>The United States is rapidly drawing down troops in Iraq, and contractors are picking up the slack. DynCorp International, in particular, employs hundreds of ex-soldiers and cops to act as bodyguards and shepherds for State Department personnel across the country. The company also trains Iraqi police forces.
DynCorp is under intense pressure to perform without blemish. Private security companies and their employees are under scrutiny from both the U.S. and Iraqi governments more than ever before because of a string of incidents. Within the military, soldiers who quit to join these companies are derided as "mercs." The culture among DynCorp's ranks is similar to that of elite military units -- what happens out there stays out there.
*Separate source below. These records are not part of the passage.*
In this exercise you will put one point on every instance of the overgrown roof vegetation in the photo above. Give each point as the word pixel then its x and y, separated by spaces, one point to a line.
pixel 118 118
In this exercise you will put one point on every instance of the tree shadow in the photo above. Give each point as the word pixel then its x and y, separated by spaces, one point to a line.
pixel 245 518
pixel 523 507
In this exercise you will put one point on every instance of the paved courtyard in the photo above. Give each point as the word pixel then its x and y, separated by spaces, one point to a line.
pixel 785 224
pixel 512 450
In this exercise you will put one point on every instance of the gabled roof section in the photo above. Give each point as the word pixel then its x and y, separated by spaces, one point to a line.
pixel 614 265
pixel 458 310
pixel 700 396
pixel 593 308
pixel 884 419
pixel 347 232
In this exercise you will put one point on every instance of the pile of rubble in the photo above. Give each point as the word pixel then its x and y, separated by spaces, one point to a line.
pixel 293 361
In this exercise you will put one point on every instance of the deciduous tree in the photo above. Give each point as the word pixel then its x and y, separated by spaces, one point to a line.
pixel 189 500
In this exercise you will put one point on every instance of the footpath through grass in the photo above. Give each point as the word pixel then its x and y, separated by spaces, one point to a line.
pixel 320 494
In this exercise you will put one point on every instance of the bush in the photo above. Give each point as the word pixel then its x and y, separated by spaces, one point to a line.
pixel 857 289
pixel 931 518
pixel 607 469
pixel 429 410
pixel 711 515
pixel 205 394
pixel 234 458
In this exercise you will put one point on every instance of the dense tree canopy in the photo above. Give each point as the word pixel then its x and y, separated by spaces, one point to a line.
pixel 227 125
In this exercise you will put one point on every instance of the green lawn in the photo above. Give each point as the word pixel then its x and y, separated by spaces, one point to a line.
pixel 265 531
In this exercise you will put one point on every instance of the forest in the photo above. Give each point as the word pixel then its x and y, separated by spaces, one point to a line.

It's dangerous. Contractors get killed and injured with regularity. The pay is OK -- it starts at $90,000 a year -- and the working conditions -- living in tents, eating MREs -- are harsh. State Department officials have told me that the U.S. is generally pleased with DynCorp's performance so far ... but DynCorp is pretty much the only company that can do what State needs it to do.
But one member of an elite unit, a former Army Ranger who asked not to be identified, is concerned that DynCorp and the U.S. government are cutting corners unnecessarily.
The U.S. government is responsible for coordinating the vehicle credentialing and registration process with the Iraqis. Iraq's new bureaucracy changed its rules, delaying the renewal efforts. DynCorp International's team leaders are not supposed to leave their bases without valid credentials, period -- no matter the reason.